Mesmo com esse cenário promissor, os especialistas enfatizam que a maior parte dessas aplicações ainda está restrita ao campo experimental.

Em outras palavras, a ciência está apenas começando a explorar o verdadeiro potencial desse material biológico.

O que já está claro, no entanto, é que a visão sobre as muelas do siso mudou significativamente.

Durante muito tempo consideradas apenas um resquício evolutivo sem função prática, elas passaram a ser vistas como uma possível fonte valiosa de células-tronco.

Isso também explica o surgimento de bancos especializados na criopreservação de tecido dentário. Nesses locais, fragmentos da polpa podem ser armazenados em condições controladas para eventuais usos futuros em pesquisas ou tratamentos.
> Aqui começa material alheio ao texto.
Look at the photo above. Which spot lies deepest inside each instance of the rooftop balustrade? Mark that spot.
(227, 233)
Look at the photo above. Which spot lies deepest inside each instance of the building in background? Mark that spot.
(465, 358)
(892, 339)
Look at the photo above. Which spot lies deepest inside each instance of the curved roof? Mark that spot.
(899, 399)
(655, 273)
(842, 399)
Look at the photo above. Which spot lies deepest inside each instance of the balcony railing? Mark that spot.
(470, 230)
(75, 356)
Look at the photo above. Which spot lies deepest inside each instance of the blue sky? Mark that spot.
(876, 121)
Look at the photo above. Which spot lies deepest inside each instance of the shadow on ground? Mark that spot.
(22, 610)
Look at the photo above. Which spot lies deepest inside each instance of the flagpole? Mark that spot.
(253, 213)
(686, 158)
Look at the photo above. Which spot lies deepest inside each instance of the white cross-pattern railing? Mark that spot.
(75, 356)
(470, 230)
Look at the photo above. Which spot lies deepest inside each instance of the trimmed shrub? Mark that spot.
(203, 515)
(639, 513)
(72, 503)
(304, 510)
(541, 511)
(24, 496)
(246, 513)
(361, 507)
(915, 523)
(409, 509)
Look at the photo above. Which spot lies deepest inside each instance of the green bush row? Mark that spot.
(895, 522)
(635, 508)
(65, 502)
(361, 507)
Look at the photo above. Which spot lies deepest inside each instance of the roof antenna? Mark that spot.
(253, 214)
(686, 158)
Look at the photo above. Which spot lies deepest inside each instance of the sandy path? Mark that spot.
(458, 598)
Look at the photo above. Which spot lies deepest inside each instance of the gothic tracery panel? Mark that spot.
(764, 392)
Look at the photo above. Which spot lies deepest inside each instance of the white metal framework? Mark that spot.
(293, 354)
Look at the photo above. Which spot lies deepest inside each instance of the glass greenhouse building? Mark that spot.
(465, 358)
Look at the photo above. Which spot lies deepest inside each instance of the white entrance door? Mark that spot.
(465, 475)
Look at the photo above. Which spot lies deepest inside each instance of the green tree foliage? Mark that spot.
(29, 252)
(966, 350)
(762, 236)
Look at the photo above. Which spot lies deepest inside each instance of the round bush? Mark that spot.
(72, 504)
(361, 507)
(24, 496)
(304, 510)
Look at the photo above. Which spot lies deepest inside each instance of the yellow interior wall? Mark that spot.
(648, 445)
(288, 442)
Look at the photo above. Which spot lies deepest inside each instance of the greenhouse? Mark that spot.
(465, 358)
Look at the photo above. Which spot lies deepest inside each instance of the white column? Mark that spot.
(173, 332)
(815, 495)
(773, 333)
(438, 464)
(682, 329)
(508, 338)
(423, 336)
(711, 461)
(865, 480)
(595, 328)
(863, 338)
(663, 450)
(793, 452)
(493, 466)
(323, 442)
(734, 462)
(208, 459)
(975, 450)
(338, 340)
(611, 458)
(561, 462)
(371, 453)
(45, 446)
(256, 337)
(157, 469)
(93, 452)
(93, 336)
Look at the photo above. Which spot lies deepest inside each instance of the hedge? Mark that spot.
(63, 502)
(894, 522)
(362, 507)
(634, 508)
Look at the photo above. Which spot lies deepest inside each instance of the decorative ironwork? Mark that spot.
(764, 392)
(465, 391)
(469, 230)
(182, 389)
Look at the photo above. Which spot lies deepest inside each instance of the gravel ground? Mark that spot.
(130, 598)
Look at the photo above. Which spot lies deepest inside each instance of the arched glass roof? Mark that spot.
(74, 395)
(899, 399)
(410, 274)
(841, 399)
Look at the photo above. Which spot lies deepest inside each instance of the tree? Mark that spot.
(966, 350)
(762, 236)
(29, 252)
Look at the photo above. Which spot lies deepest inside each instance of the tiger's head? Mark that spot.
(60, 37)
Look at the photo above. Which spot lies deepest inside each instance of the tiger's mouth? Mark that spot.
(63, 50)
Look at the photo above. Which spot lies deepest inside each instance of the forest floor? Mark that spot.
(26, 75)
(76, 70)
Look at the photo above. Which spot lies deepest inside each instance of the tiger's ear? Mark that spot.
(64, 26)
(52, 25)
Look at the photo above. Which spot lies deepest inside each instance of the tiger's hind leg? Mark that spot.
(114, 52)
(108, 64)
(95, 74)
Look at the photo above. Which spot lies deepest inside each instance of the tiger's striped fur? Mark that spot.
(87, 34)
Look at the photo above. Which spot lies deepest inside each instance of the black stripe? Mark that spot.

Quando a extração das muelas do siso é realmente necessária

Apesar do novo interesse científico, isso não significa que as muelas do siso devam sempre ser mantidas.

Especialistas explicam que a extração continua sendo indicada em diversas situações clínicas.

Entre elas estão casos de dor persistente, infecções conhecidas como pericoronarite, cáries difíceis de tratar ou o surgimento de cistos associados ao dente.

A remoção também pode ser recomendada em tratamentos ortodônticos, especialmente quando é necessário criar espaço na arcada dentária.

Outro cenário comum envolve dentes impactados ou parcialmente erupcionados, que podem aumentar o risco de inflamações ou outras complicações.

Por outro lado, quando os terceiros molares estão totalmente erupcionados, saudáveis e bem posicionados, não há motivo obrigatório para extraí-los.

Quando a remoção é necessária, muitos especialistas recomendam que ela seja realizada entre os 17 e os 25 anos.

Nesse período, os dentes ainda estão em fase de desenvolvimento e a cirurgia tende a ser mais simples, com menor risco de complicações no pós-operatório.

Estima-se que entre 25% e 30% das pessoas apresentem muelas do siso impactadas ou retidas. Dentro desse grupo, uma parcela significativa acaba desenvolvendo algum tipo de complicação ao longo da vida, o que acaba levando à extração.

Ainda assim, o avanço das pesquisas científicas mostra que esses dentes podem ter um valor muito maior do que se imaginava.